Should Parents Use Physical Punishment to Educate their Children

Using physical punishment to discipline children can cause irreversible physical and psychological damage. Although this may seem far-fetched, it has been proven that using spanking, or other physical punishment on children can have a serious impact on their adult life. On the other hand, some families feel that extreme discipline is necessary to educate their children correctly. However, the question is still debatable, as the use of physical punishment on children has proven to be harmful in different ways.
The first issue to consider is the damage physical discipline can cause during the child’s psychological development. Spanking a child often generates a state of anxiety and confusion, interfering with the way the child is able to analyse his behaviour. When a parent uses physical chastisement on a child, the latter is focused on the pain and is perplexed as to why the adult is displeased. In addition, he may not understand which behaviour is right or wrong, as there is no explanation, just a mere physical act. This pain may also lead to a state of resentment towards the adult, thus the child withdraws without caring to understand why he was wrong.
Moreover, physical punishment curbs a child’s creativity. For instance, studies have shown that when a child feels he is threatened, he develops a fight or flight response in defence, which hampers his imagination and creativity .
Furthermore, bodily punishment can also lower a child’s IQ. In fact, research at the University of New Hampshire found that spanking slows down children’s intellectual development by an average of four points, as opposed to children that have not been physically inflicted.
Consequently, considering the above mentioned effects of spanking, it is safe to say that it can impede a child’s normal development.
Secondly, children who have endured extreme discipline and physical punishment can develop into irresponsible and disrespectful adults. For instance, there have been case studies of physically punished children showing anti-social behaviour. The data revealed that even minimal amounts of spanking can lead to an increased likelihood of asocial reactions in children; such as, cheating, lying and bullying. Furthermore, they do not regret having misbehaved. Most of the time, the relationship with other children and teachers is turbulent and they often misbehave. In addition, as adults they are inflexible and are not open to other people’s reasons.
Moreover, children who have received physical discipline tend to accumulate resentment, leading to disrespect for adults and later, in many cases, towards law enforcing bodies. Indeed, most children who are regularly spanked lose trust in their parents and feel adverse towards all adults, thus become disrespectful, because the punishment inflicted on them reinforces rebellion, revenge and bitterness As a result, these children often use foul language and are bad-mannered. Finally, they no longer have faith in the adults who administer the beating, and think that force is an acceptable factor in human interaction.

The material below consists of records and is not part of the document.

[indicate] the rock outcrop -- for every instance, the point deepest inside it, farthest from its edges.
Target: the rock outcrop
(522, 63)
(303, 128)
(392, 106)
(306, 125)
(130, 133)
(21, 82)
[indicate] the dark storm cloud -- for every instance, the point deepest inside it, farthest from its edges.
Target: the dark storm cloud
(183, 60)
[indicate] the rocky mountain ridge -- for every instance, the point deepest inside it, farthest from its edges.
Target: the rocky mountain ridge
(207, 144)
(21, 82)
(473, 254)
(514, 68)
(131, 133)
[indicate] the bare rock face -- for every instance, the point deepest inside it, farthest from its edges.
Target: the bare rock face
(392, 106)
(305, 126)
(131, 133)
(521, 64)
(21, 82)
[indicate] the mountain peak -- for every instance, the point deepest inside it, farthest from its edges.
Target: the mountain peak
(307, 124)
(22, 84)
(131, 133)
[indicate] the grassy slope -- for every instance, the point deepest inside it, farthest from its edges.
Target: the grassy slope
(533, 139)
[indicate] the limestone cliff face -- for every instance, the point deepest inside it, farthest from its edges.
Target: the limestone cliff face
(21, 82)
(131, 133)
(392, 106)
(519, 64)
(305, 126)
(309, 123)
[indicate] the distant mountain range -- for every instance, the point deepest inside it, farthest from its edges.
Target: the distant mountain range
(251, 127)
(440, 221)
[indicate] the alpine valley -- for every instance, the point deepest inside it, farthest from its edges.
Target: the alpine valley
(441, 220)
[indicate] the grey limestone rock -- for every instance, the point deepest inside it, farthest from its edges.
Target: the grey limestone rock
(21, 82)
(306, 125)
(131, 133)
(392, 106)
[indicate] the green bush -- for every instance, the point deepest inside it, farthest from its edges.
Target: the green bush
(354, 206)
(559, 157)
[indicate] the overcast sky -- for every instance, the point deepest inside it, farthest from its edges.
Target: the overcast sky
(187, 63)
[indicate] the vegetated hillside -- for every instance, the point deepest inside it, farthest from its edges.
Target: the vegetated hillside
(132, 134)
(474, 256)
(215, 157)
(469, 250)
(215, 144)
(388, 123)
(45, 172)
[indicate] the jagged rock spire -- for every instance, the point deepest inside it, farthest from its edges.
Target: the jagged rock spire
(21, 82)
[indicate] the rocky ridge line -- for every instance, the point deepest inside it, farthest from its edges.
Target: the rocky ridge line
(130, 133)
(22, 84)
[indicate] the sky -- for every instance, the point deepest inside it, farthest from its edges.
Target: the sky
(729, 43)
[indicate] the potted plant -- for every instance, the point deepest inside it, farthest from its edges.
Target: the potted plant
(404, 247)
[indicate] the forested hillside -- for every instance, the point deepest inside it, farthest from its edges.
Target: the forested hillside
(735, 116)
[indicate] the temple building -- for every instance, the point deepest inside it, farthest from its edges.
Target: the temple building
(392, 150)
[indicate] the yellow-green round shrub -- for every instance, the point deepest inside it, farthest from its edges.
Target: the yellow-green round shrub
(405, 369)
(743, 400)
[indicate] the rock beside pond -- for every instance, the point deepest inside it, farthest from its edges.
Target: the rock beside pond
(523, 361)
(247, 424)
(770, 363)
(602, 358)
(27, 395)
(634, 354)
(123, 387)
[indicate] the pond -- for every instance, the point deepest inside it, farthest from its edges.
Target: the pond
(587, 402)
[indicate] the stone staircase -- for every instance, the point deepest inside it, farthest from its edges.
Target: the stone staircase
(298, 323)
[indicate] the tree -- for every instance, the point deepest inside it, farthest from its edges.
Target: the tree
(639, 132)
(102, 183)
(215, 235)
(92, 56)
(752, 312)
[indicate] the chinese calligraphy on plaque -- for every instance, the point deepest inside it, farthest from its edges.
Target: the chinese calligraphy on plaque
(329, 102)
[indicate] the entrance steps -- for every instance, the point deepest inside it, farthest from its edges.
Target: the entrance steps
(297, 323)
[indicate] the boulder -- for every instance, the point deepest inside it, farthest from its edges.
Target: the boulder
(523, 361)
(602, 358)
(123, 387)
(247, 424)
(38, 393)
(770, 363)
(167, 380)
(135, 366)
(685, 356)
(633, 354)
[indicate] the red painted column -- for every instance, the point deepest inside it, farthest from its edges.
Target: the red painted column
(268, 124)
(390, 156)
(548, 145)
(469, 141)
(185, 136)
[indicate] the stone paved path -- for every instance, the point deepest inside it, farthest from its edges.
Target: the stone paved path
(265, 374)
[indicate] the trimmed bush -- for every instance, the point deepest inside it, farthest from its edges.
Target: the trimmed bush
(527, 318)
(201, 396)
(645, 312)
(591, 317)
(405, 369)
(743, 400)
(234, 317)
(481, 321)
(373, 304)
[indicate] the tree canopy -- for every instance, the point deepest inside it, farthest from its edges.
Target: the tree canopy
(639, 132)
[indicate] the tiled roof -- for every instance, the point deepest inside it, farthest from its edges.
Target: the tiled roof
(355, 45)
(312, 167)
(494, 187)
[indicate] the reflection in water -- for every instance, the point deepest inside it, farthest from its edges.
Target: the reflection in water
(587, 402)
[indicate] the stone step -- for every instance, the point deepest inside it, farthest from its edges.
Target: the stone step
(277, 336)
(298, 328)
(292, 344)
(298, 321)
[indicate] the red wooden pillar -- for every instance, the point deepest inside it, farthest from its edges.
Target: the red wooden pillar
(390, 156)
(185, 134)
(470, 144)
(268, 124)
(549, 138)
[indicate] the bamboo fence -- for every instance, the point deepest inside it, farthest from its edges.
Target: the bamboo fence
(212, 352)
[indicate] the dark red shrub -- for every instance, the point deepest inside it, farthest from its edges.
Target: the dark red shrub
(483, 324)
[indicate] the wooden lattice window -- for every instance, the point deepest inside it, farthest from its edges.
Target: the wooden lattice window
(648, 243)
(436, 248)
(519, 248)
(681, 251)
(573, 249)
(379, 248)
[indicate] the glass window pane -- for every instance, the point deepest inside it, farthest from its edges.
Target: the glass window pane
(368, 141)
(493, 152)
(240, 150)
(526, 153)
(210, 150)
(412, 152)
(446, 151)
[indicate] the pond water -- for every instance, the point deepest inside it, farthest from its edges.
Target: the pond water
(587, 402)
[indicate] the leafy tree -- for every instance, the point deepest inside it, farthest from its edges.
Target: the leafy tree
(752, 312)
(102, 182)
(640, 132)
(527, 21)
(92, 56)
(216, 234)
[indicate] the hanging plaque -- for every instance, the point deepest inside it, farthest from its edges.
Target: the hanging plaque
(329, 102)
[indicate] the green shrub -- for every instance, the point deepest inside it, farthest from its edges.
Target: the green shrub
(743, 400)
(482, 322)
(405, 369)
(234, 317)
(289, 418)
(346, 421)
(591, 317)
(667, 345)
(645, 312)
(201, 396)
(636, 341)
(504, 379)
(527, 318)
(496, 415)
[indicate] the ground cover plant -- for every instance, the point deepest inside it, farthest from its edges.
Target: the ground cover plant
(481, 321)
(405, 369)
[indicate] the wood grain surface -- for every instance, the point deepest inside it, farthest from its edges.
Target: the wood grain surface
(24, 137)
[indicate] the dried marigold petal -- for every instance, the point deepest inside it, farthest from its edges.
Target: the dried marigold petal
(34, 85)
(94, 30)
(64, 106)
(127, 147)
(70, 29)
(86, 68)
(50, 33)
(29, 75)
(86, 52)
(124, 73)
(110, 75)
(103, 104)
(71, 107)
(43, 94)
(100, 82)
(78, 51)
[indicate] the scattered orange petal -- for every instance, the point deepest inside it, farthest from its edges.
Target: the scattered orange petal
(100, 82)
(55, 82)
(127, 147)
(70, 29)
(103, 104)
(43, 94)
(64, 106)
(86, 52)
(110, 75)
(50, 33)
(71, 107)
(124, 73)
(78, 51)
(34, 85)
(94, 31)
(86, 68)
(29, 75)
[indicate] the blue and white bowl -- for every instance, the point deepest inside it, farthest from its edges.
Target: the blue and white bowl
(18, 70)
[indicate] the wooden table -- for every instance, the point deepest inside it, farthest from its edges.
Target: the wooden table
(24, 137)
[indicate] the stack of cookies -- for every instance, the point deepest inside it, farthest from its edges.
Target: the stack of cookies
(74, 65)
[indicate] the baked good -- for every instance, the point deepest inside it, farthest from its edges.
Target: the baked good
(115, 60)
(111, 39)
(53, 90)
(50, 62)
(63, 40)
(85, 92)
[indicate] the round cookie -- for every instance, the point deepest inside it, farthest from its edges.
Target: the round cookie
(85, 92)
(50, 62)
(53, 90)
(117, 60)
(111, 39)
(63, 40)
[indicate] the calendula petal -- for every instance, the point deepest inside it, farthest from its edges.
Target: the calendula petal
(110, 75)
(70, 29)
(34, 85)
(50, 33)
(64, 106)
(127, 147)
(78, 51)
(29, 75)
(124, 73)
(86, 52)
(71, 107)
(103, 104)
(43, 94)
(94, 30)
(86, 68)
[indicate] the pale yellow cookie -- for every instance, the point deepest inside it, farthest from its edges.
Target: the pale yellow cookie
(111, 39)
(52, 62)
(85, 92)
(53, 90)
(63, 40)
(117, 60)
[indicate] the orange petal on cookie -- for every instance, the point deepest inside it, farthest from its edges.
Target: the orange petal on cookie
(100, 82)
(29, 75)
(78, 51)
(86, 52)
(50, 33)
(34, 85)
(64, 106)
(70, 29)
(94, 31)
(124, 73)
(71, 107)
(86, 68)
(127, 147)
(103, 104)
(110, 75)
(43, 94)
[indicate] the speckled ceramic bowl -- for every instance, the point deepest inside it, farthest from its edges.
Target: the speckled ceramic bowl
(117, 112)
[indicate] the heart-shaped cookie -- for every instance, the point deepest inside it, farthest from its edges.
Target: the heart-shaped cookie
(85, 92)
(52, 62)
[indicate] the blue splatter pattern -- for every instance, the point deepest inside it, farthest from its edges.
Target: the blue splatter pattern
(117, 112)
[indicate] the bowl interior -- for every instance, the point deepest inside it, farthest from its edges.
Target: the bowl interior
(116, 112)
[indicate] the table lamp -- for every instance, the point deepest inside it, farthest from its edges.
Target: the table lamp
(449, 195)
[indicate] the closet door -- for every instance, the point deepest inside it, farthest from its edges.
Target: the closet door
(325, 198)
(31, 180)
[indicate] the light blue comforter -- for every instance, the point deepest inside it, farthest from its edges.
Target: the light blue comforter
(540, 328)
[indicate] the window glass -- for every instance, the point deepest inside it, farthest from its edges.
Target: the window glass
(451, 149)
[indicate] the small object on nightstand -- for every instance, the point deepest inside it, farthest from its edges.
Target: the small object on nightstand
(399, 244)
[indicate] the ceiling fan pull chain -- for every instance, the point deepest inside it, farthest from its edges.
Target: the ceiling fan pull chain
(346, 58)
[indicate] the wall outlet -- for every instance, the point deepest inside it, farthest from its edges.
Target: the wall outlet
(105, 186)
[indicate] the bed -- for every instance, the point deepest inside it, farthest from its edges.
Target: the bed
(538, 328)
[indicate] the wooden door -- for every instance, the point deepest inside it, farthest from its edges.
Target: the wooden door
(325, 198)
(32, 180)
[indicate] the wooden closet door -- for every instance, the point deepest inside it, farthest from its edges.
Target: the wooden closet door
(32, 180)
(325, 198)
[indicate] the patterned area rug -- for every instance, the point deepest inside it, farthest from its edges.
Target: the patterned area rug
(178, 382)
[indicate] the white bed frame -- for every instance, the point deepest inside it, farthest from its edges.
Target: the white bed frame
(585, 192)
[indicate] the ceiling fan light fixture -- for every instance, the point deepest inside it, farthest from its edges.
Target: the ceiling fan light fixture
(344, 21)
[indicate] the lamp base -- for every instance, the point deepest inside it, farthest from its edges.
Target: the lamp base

In addition, children who have been used to physical reprimanding, grow up into adults who have problems relating with others. This is because, children who are slapped feel humiliated and lose their self respect, eventually closing up to the world. Thus, when a small child is slapped by a trusted adult, who is prepared to inflict pain on him this action shatters the bond between parent and child. The child is left feeling humiliated, hostile and betrayed, leading to self destructive behaviour and loss of self esteem.
Eventually, repeated physical violence can damage the child’s personality and cause serious problems with social interaction.
Lastly, physical punishment can be damaging for a child’s physical and sexual development. Inflicting physical pain on a child can easily escalate into abuse.Besides, slapping or spanking can cause bodily harm that is not always visible. Aside from the obvious damage; such as, broken bones or nerve and muscle damage-other injuries that are less evident can occur. This includes, cerebral haemorrhage and sciatic nerve damage when spanking on the buttocks.
More important, physical punishment can escalate and be on the threshold of wife -beating, especially when parents are stressed and don’t realize they are becoming outwardly violent. Because spanking has an immediate effect on the short term behaviour, parents tend to do it on a regular basis. Therefore, this becomes a standard form of punishment on the long term for a misbehaving child. Unfortunately, this often leads to harsher and more frequent spanking as the child gets used to the routine, and can eventually lead to actual violent abuse. The result is that a child is physically and psychologically damaged, similarly to a beaten wife.
Typically, physical punishment often comes in the form of spanking in the buttock region, which often leads to a confusion and sexual imbalance. As a result, when parents spank their children on their buttocks, what is really happening is that they involuntarily trigger off sexual pleasure and pain at the same time. The buttock region is an erogenous zone and connected to the sexual nerve centre. As a result, spanking a child is in fact a sexual violation. This can be disastrous for a child when he becomes an adult, as it leads to confusion as to how sexual pleasure should be perceived and expressed. Therefore, children who are physically corrected or have endured extreme discipline may become unstable and unhappy adults and have problems relating to others.

To summarize, physical discipline should not be admissible considering all these side effects and damage it can cause children, as well as the negative consequences on their adult development.